Mergers and acquisitions.  Investments of capital.  Changes of ownership.  Merger and acquisition trends track closely to the larger economy.  2015 saw historically high transaction rates.  According to Deloitte’s Year-End Report, “[2016] started with a thud…But in October, US companies unleashed an unprecedented wave of deals, making it the busiest month ever for domestic M&A.”  On a local level, our law firm is experiencing an increased rate of corporate transactions.  Something is buzzing.

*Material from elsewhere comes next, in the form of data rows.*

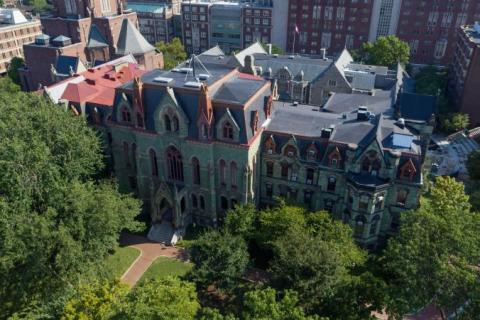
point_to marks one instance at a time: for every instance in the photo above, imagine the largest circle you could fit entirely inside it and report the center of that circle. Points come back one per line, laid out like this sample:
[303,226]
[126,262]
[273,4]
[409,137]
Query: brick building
[194,141]
[465,82]
[429,26]
[15,31]
[93,32]
[231,25]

Every deal is unique, but our transactional attorneys find that most deals generally follow larger economic trends.  One never knows exactly how these larger trends will impact a given business, yet is it always helpful to revisit the basic steps of a business acquisition or merger:

  • I Like You; You Like Me – The different ways people arrive at the idea of a business transaction are fascinating. Networking with friends, business brokers, trade journal advertisements, industry research, etc.  People eventually connect.  Once they connect, business factors come to the forefront of the relationship.  One party is interested in purchasing some portion of an ongoing business.  The other party is giving up some degree of business control and expects compensation.  If the parties are serious about discussing this dynamic further, they should look deeper into financial aspects of the deal.

 

  • Confidentiality Agreement / Non-Disclosure Agreement – Many potential deals come to fruition. Most do not.  Before discussing business information that is not publicly available (e.g., pricing, revenue levels, etc.), the parties should agree to keep any such information private.  A simple NDA (non-disclosure agreement) should identify the potential deal that is under consideration and the type of information that is protected from public disclosure.

 

  • Letter of Intent – After reviewing business operations and financials at a high level, the parties generally agree on a purchase price. The purchase price and basic tenets of the deal are spelled out in a letter of intent which the parties sign.  The letter of intent is often non-binding, pending the results of the purchaser’s due diligence investigation.

 

  • Due Diligence –The potential seller usually makes general representations about the operations and finances of the business. The potential buyer should then investigate deeply. Financials should undergo a thorough review.  Operational issues associated with a change in ownership should be identified and discussed (employees, leases, environmental liabilities, inventory, etc.).

Purchase Agreement – The parties legally agree to transfer business control.  The deal is usually binding at this point.  An attorney should prepare the purchase agreement, and each party should understand its contents prior to signing.  The agreement will establish the mechanism for transferring the purchase price in exchange for business control.